Among the cohort, there were 110 full-thickness bowel injuries (1.9%). Three patients also had a bladder injury. Most of the enterotomies were small-bowel injuries (85%); the rest were colon injuries. The majority of patients (64%) underwent a primary repair; 36% required bowel resection. Injuries were most common among patients with larger hernia defects, recurrent repairs, mesh or active infection, a history of abdominal wound infection, and older age.
Patients with the accidental enterotomies were less likely to get a mesh repair (85% vs. 94%). When they did, their surgeons were less likely to use a permanent synthetic barrier–coated mesh and more likely to use biologic mesh, absorbable mesh, and/or uncoated synthetic mesh. But the investigators wrote: “Further data are necessary to address specifically what is the most appropriate mesh to utilize (if any) after an inadvertent enterotomy has occurred and which compartment within the abdominal wall is safest.”
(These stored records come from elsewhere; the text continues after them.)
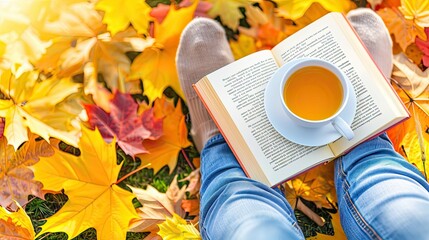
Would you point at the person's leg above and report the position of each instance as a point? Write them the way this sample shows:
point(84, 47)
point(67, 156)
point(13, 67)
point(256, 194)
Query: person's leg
point(232, 205)
point(380, 194)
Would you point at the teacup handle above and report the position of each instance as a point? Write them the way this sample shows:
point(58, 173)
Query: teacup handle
point(343, 128)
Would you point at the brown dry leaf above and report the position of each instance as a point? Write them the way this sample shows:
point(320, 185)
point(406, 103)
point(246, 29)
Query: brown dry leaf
point(411, 137)
point(404, 30)
point(316, 185)
point(15, 225)
point(157, 206)
point(16, 178)
point(165, 150)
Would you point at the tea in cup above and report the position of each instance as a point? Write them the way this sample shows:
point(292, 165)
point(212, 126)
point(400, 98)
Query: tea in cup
point(314, 93)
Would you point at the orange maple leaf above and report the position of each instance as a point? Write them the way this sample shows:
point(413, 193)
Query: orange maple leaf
point(411, 138)
point(404, 30)
point(156, 64)
point(15, 225)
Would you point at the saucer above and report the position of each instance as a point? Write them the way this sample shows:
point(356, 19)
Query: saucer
point(294, 132)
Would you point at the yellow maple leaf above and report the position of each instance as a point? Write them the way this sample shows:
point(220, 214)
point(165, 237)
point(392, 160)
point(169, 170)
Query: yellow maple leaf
point(79, 37)
point(21, 43)
point(119, 14)
point(411, 138)
point(89, 182)
point(157, 206)
point(416, 11)
point(164, 150)
point(178, 229)
point(156, 65)
point(294, 9)
point(404, 30)
point(231, 17)
point(15, 225)
point(33, 103)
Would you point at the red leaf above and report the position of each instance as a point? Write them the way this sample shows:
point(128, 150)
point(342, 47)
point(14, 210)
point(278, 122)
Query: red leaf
point(124, 123)
point(424, 47)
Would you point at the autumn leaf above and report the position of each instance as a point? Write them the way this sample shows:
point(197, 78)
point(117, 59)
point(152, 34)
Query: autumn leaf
point(157, 206)
point(416, 11)
point(165, 150)
point(177, 228)
point(16, 178)
point(124, 124)
point(194, 182)
point(119, 14)
point(411, 138)
point(161, 10)
point(89, 181)
point(34, 103)
point(230, 18)
point(79, 37)
point(424, 47)
point(156, 65)
point(389, 4)
point(294, 9)
point(404, 30)
point(315, 185)
point(19, 42)
point(1, 127)
point(15, 225)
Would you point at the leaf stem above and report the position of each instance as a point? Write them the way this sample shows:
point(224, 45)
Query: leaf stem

In the fully adjusted analysis, injured patients were no more likely to experience surgical site infections, but they were significantly more likely to develop an enterocutaneous fistula (4% vs. 1%), sepsis (2% vs. 1%), and to die (3% vs 1%) after a bowel injury. They also had a significantly longer length of stay (7 vs. 4 days), and more reoperations (6% vs. 3%). Major wound complication was the most common reason for reoperation (43%) and readmission (58%).
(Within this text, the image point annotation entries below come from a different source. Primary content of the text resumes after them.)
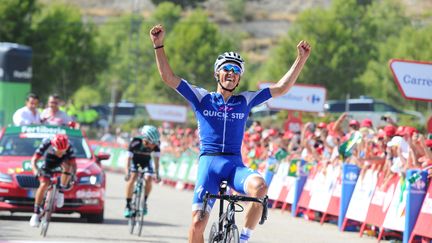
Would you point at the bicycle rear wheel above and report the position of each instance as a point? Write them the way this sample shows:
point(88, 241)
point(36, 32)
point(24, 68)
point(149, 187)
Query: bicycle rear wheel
point(141, 212)
point(232, 235)
point(213, 236)
point(48, 210)
point(135, 204)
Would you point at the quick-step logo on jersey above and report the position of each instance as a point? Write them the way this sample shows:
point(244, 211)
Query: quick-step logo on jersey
point(221, 123)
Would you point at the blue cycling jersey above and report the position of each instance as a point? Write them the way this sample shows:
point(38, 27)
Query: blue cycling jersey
point(221, 124)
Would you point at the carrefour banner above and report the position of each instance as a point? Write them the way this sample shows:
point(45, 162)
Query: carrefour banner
point(169, 113)
point(309, 98)
point(349, 180)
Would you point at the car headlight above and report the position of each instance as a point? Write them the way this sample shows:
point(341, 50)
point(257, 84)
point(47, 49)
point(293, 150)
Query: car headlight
point(90, 180)
point(5, 178)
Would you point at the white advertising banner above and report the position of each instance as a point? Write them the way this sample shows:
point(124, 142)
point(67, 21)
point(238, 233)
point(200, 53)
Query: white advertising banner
point(170, 113)
point(414, 79)
point(300, 97)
The limitations of this study mostly reflect variables not captured by the database. For example, the tenacity of adhesions and the duration of adhesiolysis are not accounted for. The investigators noted that “patients with an enterotomy likely had more tenacious adhesions, given that an operative time greater than 2 hours had a greater association with an enterotomy (91% vs. 71%).” These patients were more likely to be older and have COPD. In addition, unrecognized enterotomies were not accounted for in the data, but inclusion of those injuries would likely have meant worse outcomes.
“Although definitive hernia repair with mesh can be safely performed, surgeons should consider multiple factors, including type of mesh and location of mesh in the abdominal wall, before proceeding with definitive repair in any case of an enterotomy,” Dr. Krpata and his coauthors concluded.
The investigators reported no financial disclosures.
SOURCE: Krpata et al. Surg. 2018. doi: 10.1016/j.surg.2018.04.003
FROM SURGERY
Key clinical point: Accidental bowel injuries during ventral hernia increase risk for longer hospital stays, fistula, sepsis, and readmissions.
Major finding: The overall rate of accidental enterotomy during ventral hernia repair was 2%.
Study details: The database review included 5,916 hernia repair patients.
Disclosures: None of the authors reported any financial disclosures.